Villages are communities that are designed to support the process of aging in community.

Villages are communities that are designed to support the process of aging in community. The Village-to-Village Network offers resources and a Toolkit for communities that wish to form a village. There are four distinguishing features of villages:

  1. Has physical boundaries within existing neighborhoods. This allows residents to remain in their communities and preserve existing social networks.
  2. Is considered to be a non-profit grassroots organization, and is usually incorporated as 501 (c) 3 nonprofit with a board of trustees comprising village residents. Some villages have paid staff, and all villages rely on volunteers, who typically perform basic services (such as yard work) and administrative tasks (such as organizing social events). Volunteers may be village residents or non-residents who wish to strengthen the community.
  3. Receives funding, in part, by annual membership dues. A 2012 survey conducted by the Rutgers School of Social Work found that the average cost of an individual membership for a village is $430, with a range of $25–$948. Many villages offer discounted membership dues to low-income seniors. Additionally, villages receive funding from grants, donations, and fundraisers.
  4. Establishes partnerships with local businesses and service providers in order to offer members affordable, trustworthy services. Villages offer a network of pre-screened and sometimes discounted preferred providers to perform labor intensive or technical services such as dial-a-ride transportation, in-home healthcare, and automotive repairs.

The greatest barriers to creating villages are recruiting and retaining members, and fundraising, which can be overcome by starting small and growing, having a reserve fund before becoming operational, and being open to changes in plans.

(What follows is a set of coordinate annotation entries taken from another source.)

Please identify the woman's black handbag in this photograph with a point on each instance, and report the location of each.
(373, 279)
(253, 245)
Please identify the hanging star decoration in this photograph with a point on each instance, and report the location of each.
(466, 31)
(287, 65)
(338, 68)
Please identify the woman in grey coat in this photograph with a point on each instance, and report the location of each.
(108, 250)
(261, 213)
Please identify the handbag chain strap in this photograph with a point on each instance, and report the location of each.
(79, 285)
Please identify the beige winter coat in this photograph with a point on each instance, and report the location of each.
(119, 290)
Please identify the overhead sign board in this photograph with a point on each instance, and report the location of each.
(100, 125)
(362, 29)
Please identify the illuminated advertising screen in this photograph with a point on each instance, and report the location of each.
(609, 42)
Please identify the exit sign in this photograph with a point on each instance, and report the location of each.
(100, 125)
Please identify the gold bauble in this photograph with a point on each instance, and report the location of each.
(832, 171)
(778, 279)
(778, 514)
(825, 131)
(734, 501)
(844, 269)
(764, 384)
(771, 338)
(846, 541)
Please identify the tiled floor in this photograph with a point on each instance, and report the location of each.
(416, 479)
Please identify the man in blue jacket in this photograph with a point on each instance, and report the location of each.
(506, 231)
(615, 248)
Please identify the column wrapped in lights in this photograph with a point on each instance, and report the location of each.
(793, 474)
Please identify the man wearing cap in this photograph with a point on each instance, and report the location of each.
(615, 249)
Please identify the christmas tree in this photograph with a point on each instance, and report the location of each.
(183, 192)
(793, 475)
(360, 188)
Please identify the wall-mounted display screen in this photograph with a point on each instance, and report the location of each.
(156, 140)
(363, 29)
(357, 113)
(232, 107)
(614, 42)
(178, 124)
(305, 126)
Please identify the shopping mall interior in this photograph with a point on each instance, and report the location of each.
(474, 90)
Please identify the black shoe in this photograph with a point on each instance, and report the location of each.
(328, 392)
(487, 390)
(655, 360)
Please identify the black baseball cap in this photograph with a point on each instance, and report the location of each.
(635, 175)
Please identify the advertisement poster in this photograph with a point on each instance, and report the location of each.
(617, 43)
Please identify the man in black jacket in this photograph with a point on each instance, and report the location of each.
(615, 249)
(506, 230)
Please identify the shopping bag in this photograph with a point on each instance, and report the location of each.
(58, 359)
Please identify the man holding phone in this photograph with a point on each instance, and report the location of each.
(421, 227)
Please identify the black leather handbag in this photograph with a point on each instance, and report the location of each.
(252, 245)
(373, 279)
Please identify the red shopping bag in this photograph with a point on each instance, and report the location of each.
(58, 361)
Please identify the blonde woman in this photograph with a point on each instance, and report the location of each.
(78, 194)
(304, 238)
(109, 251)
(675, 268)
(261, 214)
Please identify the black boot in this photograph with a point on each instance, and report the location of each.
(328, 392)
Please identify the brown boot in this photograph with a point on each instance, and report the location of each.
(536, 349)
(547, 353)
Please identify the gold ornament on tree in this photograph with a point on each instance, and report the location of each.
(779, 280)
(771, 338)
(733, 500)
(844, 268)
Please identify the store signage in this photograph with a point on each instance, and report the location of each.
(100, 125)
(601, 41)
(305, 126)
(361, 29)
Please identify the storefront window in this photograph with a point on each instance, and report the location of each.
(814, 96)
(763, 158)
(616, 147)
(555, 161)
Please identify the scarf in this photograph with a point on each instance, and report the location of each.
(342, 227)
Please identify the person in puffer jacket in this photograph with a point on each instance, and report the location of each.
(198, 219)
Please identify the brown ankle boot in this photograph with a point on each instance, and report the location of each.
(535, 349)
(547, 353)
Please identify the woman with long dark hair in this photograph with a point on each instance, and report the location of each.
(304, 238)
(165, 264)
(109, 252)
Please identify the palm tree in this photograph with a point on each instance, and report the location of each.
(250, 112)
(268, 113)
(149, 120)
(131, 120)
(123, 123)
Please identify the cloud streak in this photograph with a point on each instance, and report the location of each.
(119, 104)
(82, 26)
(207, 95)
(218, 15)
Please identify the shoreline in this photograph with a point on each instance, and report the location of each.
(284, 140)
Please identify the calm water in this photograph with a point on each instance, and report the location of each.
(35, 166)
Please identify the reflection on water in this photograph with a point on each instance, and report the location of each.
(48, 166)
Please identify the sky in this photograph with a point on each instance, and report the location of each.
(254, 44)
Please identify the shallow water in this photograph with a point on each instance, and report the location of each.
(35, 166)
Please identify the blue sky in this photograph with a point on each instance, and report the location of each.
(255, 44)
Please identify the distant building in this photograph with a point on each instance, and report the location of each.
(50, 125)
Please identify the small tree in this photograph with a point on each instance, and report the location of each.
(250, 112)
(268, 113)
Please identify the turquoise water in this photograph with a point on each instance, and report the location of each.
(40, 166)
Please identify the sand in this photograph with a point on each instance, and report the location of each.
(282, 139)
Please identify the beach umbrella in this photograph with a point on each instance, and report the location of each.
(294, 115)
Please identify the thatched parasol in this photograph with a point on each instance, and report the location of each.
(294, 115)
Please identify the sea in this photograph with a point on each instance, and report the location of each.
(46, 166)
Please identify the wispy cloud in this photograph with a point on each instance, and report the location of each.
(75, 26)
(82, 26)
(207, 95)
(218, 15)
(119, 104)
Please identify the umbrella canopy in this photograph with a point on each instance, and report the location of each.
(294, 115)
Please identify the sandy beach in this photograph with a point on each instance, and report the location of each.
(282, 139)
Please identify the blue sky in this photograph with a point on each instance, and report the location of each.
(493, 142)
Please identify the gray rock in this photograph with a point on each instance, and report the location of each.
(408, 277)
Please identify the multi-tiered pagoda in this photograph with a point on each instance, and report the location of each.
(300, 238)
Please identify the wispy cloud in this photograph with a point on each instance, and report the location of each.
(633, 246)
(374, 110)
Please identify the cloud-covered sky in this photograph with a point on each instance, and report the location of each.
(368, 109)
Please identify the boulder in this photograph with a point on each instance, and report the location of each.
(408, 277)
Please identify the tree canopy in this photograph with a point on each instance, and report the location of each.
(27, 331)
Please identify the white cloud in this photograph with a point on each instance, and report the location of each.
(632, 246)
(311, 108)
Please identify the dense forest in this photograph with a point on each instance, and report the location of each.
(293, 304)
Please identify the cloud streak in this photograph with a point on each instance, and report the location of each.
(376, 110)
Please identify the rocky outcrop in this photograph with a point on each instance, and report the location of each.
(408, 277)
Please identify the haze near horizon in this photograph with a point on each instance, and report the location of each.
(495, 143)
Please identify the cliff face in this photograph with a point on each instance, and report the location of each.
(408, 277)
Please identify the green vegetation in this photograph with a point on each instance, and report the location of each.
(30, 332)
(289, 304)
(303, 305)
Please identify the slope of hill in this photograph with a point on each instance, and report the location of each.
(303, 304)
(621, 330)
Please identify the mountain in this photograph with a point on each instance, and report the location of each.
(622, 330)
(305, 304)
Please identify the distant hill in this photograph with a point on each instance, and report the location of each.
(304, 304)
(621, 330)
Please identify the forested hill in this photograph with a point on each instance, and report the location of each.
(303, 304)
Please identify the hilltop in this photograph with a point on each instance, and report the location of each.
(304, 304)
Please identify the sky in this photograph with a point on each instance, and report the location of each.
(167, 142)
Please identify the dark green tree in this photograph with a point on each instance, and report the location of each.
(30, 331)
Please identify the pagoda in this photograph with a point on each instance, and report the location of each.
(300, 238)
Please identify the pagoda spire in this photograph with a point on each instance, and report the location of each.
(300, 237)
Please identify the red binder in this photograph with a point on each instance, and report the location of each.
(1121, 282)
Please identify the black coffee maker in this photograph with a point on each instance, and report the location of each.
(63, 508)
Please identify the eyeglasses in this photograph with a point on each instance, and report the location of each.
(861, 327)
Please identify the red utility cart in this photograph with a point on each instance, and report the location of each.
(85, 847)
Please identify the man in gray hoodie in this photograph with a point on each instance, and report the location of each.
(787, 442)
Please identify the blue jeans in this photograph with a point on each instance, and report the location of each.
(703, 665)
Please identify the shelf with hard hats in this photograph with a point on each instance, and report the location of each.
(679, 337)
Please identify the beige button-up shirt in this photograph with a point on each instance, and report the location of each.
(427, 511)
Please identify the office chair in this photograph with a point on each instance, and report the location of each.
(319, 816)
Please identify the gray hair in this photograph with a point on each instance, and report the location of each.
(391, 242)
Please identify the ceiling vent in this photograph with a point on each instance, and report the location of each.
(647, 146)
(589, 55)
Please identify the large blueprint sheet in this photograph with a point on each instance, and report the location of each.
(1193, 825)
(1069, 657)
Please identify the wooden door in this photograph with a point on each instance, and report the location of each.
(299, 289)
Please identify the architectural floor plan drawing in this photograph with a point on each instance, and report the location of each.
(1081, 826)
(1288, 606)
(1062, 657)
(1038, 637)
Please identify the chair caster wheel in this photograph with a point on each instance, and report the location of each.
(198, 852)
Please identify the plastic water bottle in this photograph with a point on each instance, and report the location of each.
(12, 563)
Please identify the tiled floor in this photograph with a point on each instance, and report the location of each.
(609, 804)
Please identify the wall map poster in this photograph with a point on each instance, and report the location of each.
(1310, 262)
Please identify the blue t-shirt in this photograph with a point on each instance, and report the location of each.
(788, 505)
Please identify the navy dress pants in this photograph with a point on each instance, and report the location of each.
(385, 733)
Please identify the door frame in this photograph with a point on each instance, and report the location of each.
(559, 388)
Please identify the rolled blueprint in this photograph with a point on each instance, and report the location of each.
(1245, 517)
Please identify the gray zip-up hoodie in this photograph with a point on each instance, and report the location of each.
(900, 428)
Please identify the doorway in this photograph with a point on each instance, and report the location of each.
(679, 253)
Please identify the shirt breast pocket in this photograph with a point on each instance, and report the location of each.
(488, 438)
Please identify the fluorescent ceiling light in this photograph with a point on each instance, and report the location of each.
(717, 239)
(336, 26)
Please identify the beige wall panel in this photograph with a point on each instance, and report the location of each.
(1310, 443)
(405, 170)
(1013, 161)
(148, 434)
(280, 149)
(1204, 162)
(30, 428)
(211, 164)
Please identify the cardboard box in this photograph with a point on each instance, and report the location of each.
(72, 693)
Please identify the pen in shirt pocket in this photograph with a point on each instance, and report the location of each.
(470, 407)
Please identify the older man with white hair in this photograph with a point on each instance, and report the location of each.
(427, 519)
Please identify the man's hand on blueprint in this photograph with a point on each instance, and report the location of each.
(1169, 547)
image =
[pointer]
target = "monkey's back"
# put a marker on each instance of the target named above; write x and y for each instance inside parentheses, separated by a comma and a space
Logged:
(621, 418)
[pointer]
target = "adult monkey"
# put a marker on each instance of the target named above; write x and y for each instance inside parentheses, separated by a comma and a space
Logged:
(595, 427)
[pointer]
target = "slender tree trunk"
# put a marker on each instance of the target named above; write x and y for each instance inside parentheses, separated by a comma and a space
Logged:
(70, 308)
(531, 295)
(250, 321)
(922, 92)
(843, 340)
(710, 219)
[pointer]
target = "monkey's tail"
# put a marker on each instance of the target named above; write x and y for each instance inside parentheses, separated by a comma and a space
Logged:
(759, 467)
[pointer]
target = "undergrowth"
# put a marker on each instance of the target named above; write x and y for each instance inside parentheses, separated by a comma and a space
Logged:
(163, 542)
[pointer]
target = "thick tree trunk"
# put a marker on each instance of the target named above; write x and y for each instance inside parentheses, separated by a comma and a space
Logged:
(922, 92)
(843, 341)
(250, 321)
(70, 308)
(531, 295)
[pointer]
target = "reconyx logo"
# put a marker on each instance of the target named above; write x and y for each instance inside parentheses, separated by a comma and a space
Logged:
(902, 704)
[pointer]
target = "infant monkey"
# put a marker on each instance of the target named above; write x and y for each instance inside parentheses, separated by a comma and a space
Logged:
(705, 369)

Beacon Hill Village in Boston, Mass. is one of the most successful villages, offering numerous services to its members, age 50 and over, including meal delivery, medication reminders and reduced-rate gym memberships. Another example, the Support Network at Penn National (SNaP) in Fayetteville, Pa. offers tax-deductible membership dues, daily personal check-in calls, educational programs, and volunteer-based transportation services, among other benefits.

The Brandywine Village Network in New Castle County, Delaware was the first in village established in the state. It offers its members social and wellness classes including yoga and Spanish, help with basic tasks such as grocery shopping and discounted service providers. The Greater Lewes Community Village in Sussex County was established as a nonprofit 501(c)(3) in 2014. It provides support, services, and programs that make it possible for the members to live independently and safely in their homes as they grow older, while remaining engaged in a variety of social, educational and cultural activities.